The thesis asks how investor-State Tribunals addresses the relationship between the Argentine Governments’ international duty to realize the human right to affordable drinking water through regulation and policy, and its international duty to accord foreign investors in privatized water utilities protection against regulatory changes. The primary focus is on the gap between arbitral Tribunals recognition and enforcement of the human right to water.

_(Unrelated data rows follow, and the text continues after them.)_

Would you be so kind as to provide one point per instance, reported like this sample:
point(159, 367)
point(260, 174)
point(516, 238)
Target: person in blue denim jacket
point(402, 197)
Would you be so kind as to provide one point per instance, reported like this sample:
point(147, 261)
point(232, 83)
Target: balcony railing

The thesis undertakes a literature review identifying the constitutional, procedural and jurisdictional duties, possibilities and challenges for arbitral Tribunals to give legal impact to States obligations to the human right to water. The thesis then analyses three cases against Argentina over privatized water utilities concluded after the UN General Assembly recognized the human right to water in 2010. In these cases, transnational corporations operating water services sued Argentina for regulatory changes that denied their request for tariff hikes during the 2002 financial crisis. Argentina argued in its defense its own obligations to safeguard the fundamental human right to affordable drinking water for its citizens. Notwithstanding the significance of this argument for the finding of internationally wrongful acts under treaties enacted between States, only the latest Tribunal accorded any legal impact to Argentina’s dutiesand the fundamental rights of citizens to access affordable water. This thesis highlights and describes how Tribunals approach human right to water arguments and analysis the differences in the interpretation and application of protection standards to identify the underlying cause for the different results. The general inconsistencies in case law, the ad hocand private nature of Tribunals, and the inadequate representation of affected third-parties in disputes still leaves much uncertainty as to how the tension between the States simultaneous obligations will be resolved in the future.